“Marriage Equality Must Be Codified”: Pennsylvania House Passes Bill to Protect Same-Sex Marriage
Earlier this month, the Pennsylvania House of Representatives passed a bill that would officially protect same-sex marriage in the Commonwealth of Pennsylvania.
HB 2269, sponsored by Representative Malcolm Kenyatta, changes the definition of marriage under Pennsylvania’s Domestic Relations laws, which currently only recognizes marriage as being between a man and a woman. It also specifically repeals Pennsylvania’s Defense of Marriage Act, a law which invalidates same-sex marriage within Pennsylvania.
These laws are now outdated and unconstitutional as a result of the U.S. Supreme Court’s landmark ruling in Obergfell v. Hodges. In 2015, the Supreme Court held that the fundamental right to marriage is guaranteed by the Fourteenth Amendment to everyone, including same-sex couples. Since that decision, all states in the United States are required to permit and recognize same-sex marriages.
The impact of the Court’s decision in Obergefell cannot be understated; the case is widely heralded as one of the most important cases in the LGBTQ+ rights movement in the United States. But in recent decisions, conservative justices on the Court have threatened Obergefell’s place in American jurisprudence. This was felt, most notably, in Dobbs v. Jackson Women’s Health Organization, the Court’s decision in 2022 which overruled Roe v. Wade and ruled that abortion access is not a fundamental right. Justice Thomas advocated for the Court to reconsider its past cases granting individual rights – including the right to same-sex marriage. Commentators worried about the Court’s signaled intent to rescind the accomplishments built, brick by brick, by the LGBTQ+ rights movement.
President Biden signed the Respect for Marriage Act in 2022 in an effort to provide federal protections for same-sex and interracial couples if Supreme Court jurisprudence changes and Obergefell is overturned in the future. But for Pennsylvanians, HB 2269 is an important step towards protecting same-sex marriage at the state level and withstanding the potential for changes within national politics or the Supreme Court itself.
On July 1, 2024, Representative Kenyatta supported the bill in the Pennsylvania House, saying, “For me, Madam Speaker, I don’t rise today to ask anybody to vote any way other than what their heart dictates… What I want and what this bill is about is Pennsylvania, and our law reflecting settled jurisprudence, which said: I’m able to go home to the man that I love and call him my husband because he is. If you still want to fight a cultural war, if you’re still mad about my marriage, that is for you, for your God, for your diary, for your whatever.”

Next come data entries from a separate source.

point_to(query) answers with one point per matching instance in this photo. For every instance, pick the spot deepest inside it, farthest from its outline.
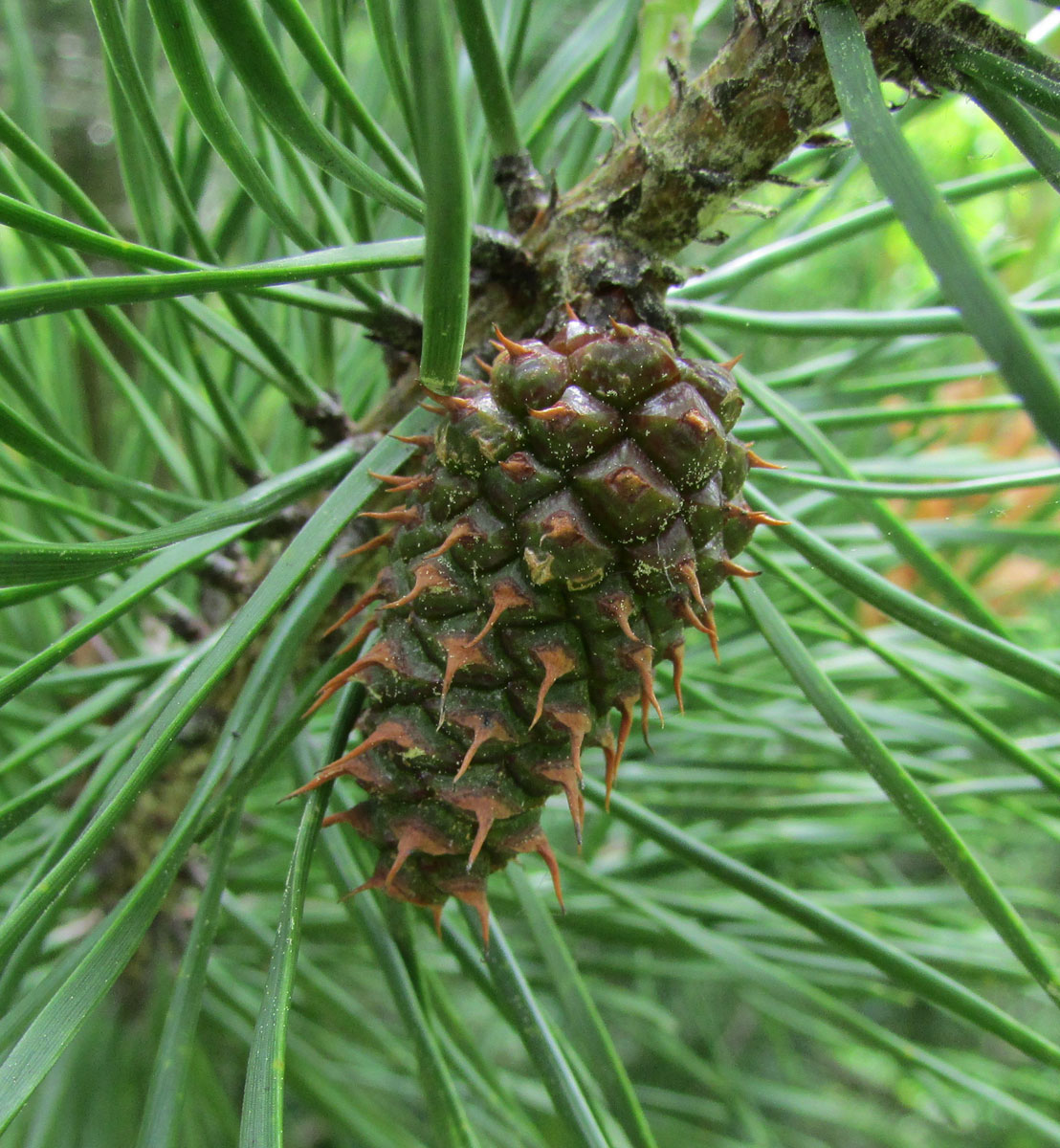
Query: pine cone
(578, 512)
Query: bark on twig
(605, 245)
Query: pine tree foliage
(821, 908)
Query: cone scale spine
(574, 516)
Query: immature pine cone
(576, 516)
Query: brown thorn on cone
(689, 617)
(734, 569)
(463, 529)
(371, 595)
(695, 419)
(714, 634)
(564, 776)
(755, 517)
(616, 759)
(380, 540)
(403, 852)
(459, 652)
(543, 850)
(504, 597)
(418, 837)
(515, 350)
(579, 724)
(517, 468)
(482, 734)
(641, 661)
(407, 516)
(420, 441)
(556, 663)
(486, 821)
(380, 654)
(619, 607)
(475, 896)
(550, 413)
(676, 655)
(760, 518)
(428, 575)
(757, 463)
(687, 572)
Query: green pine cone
(576, 516)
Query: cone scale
(572, 518)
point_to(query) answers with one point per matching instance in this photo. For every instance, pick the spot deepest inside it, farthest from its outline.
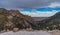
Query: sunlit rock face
(10, 19)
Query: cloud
(53, 5)
(40, 14)
(26, 3)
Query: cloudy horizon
(33, 8)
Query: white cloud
(40, 14)
(55, 4)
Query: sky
(34, 8)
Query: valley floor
(54, 32)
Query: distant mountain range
(10, 19)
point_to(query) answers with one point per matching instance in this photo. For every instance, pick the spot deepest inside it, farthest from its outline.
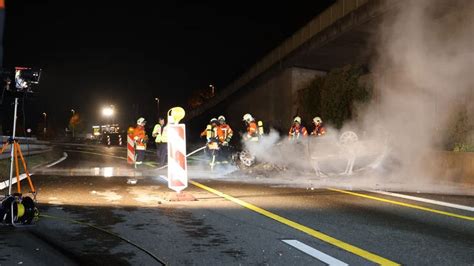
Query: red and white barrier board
(177, 164)
(130, 150)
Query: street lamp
(44, 128)
(73, 126)
(212, 89)
(157, 105)
(108, 112)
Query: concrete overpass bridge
(338, 36)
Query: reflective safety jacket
(159, 134)
(297, 131)
(140, 137)
(210, 133)
(252, 131)
(318, 130)
(224, 133)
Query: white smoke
(422, 74)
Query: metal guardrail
(24, 140)
(29, 146)
(325, 19)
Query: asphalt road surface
(90, 215)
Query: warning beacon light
(23, 78)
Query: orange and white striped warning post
(177, 163)
(130, 149)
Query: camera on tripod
(24, 78)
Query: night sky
(95, 53)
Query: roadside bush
(334, 96)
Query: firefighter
(297, 131)
(319, 129)
(140, 138)
(224, 131)
(211, 131)
(159, 133)
(254, 129)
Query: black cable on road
(161, 262)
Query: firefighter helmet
(141, 121)
(317, 120)
(297, 120)
(248, 118)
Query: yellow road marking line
(100, 154)
(321, 236)
(408, 205)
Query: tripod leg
(26, 170)
(4, 147)
(15, 151)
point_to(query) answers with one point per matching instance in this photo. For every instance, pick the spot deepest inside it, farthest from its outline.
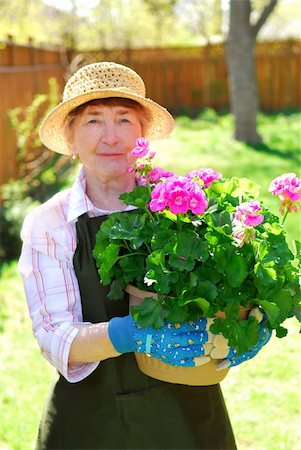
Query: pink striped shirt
(51, 287)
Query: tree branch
(268, 9)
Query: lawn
(263, 395)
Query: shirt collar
(80, 203)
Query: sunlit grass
(207, 142)
(263, 395)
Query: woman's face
(103, 137)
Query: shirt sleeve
(53, 297)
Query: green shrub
(42, 172)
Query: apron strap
(95, 305)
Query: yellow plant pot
(194, 376)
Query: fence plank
(178, 78)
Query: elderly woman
(99, 399)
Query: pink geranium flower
(246, 217)
(159, 198)
(179, 194)
(141, 149)
(207, 175)
(248, 213)
(288, 188)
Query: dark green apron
(117, 406)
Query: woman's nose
(109, 136)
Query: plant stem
(285, 216)
(131, 254)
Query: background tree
(241, 66)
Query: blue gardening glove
(221, 349)
(174, 344)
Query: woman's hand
(174, 344)
(220, 349)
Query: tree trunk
(242, 76)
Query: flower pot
(194, 376)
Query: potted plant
(201, 245)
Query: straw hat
(102, 80)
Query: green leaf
(116, 290)
(203, 304)
(106, 261)
(236, 270)
(133, 268)
(241, 335)
(281, 332)
(181, 263)
(232, 309)
(272, 311)
(140, 197)
(189, 245)
(177, 313)
(149, 313)
(297, 249)
(156, 269)
(207, 289)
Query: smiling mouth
(109, 155)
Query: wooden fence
(182, 79)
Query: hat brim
(160, 122)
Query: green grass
(263, 395)
(207, 142)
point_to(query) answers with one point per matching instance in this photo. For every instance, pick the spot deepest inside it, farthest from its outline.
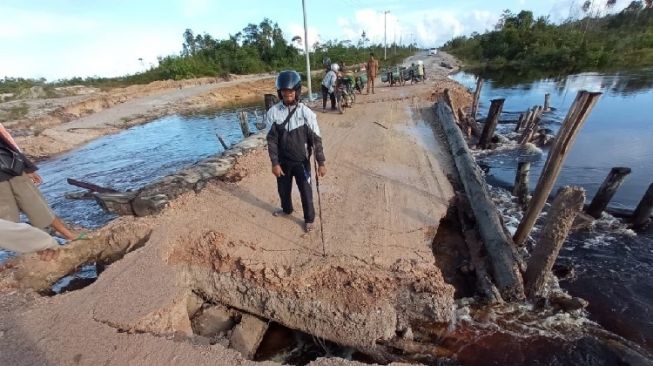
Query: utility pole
(308, 62)
(385, 35)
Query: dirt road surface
(369, 281)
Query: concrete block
(213, 320)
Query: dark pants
(302, 174)
(325, 92)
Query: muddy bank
(57, 125)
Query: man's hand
(321, 170)
(276, 170)
(35, 177)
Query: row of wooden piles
(501, 273)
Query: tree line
(593, 42)
(256, 48)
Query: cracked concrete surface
(382, 201)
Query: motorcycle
(344, 93)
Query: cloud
(565, 9)
(107, 54)
(194, 8)
(18, 23)
(427, 28)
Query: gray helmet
(289, 79)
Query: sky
(57, 39)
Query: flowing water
(613, 265)
(135, 157)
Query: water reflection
(618, 132)
(619, 82)
(613, 267)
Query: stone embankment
(205, 276)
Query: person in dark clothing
(18, 191)
(293, 137)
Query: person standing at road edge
(372, 68)
(293, 137)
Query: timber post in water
(520, 190)
(224, 145)
(270, 100)
(500, 250)
(575, 119)
(567, 204)
(477, 97)
(531, 125)
(449, 100)
(491, 123)
(644, 209)
(608, 188)
(243, 124)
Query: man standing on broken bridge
(293, 136)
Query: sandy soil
(374, 275)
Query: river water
(135, 157)
(613, 265)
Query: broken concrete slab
(247, 335)
(213, 320)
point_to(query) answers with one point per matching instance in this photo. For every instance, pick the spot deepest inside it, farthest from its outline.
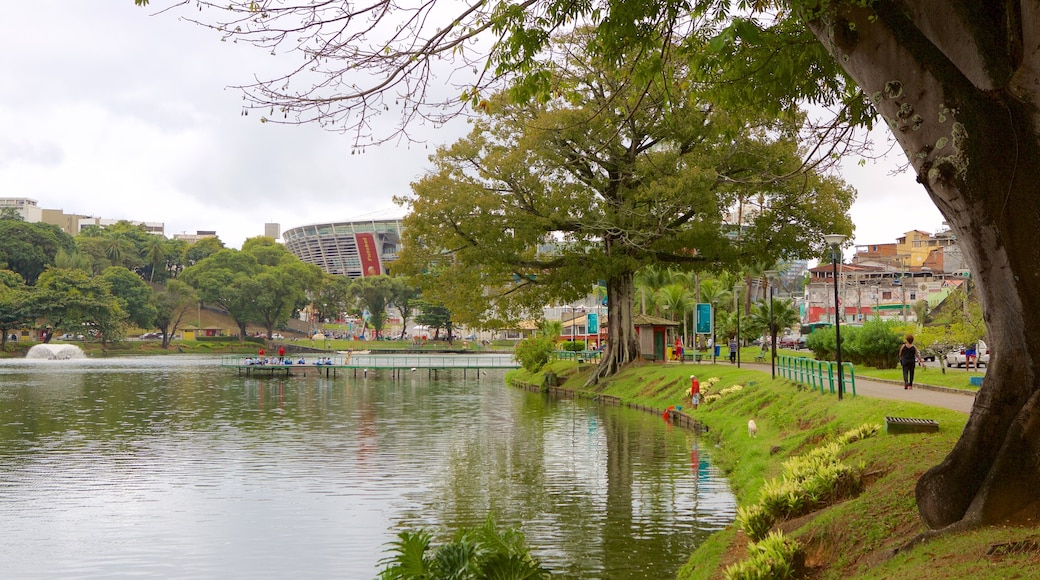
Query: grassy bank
(855, 537)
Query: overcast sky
(110, 111)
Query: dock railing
(819, 375)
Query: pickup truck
(958, 358)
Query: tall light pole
(736, 300)
(835, 241)
(770, 277)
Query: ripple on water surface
(173, 467)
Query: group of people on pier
(283, 360)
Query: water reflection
(172, 466)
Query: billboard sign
(704, 318)
(369, 255)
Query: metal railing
(820, 375)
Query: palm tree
(649, 280)
(156, 253)
(784, 316)
(677, 300)
(117, 248)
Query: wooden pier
(361, 364)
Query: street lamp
(736, 298)
(770, 277)
(835, 241)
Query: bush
(775, 557)
(534, 352)
(482, 552)
(572, 346)
(877, 344)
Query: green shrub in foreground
(477, 553)
(534, 352)
(773, 558)
(809, 481)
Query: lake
(173, 467)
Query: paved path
(934, 396)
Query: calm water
(172, 467)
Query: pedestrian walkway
(934, 396)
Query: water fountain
(55, 351)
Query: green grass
(852, 538)
(952, 378)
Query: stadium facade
(352, 248)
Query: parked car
(958, 358)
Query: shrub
(482, 552)
(534, 352)
(876, 344)
(755, 521)
(572, 346)
(775, 557)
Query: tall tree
(29, 248)
(173, 305)
(956, 81)
(73, 301)
(543, 200)
(134, 295)
(14, 298)
(226, 279)
(332, 297)
(370, 295)
(282, 282)
(404, 297)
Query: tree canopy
(955, 81)
(544, 200)
(29, 248)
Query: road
(934, 396)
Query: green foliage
(807, 482)
(534, 352)
(479, 553)
(436, 316)
(615, 192)
(876, 344)
(29, 248)
(135, 297)
(775, 557)
(572, 346)
(262, 283)
(173, 304)
(71, 300)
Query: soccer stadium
(353, 248)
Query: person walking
(909, 357)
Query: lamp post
(770, 277)
(736, 299)
(835, 240)
(713, 345)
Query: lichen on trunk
(956, 84)
(622, 345)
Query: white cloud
(108, 110)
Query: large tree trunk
(957, 81)
(622, 346)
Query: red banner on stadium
(369, 255)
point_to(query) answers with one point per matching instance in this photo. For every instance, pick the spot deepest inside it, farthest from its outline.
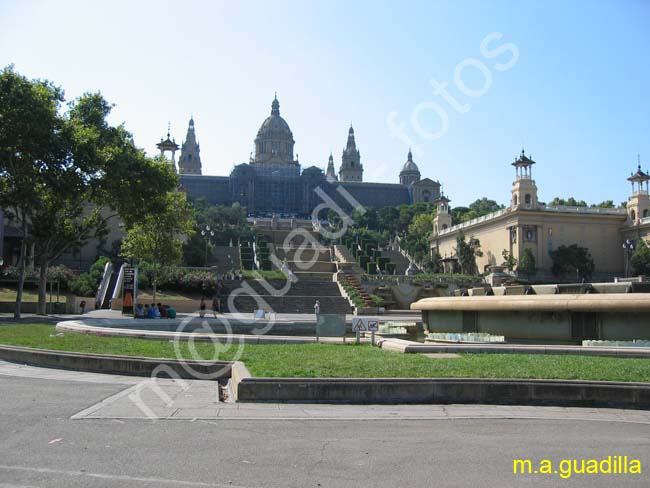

Representative Jessica Benham also spoke in support of the bill, saying, “Throughout this Commonwealth, there are loving couples raising families together who don’t deserve to ever have their family torn apart because court decisions have been overturned.”
HB 2269 passed by a vote of 133-68 on July 1, 2024. In response to the vote, Executive Director Preston Helfibridle of the Pennsylvania Youth Congress commented, “The PA House has made history in recognizing that marriage equality must be codified in our state law. LGBTQ Pennsylvanians should be able to marry their spouse without having to worry about the whims of political tensions and any future decisions of the United States Supreme Court. This vote affirms that updating the language in our state statute has broad bipartisan support, and embraces the reality that marriage equality is widely backed by Pennsylvanians. Marriage should be about celebrating a loving union between two adults. Marriage equality is simply the right public policy for Pennsylvania.”
The bill is now on its way to the Pennsylvania Senate for consideration.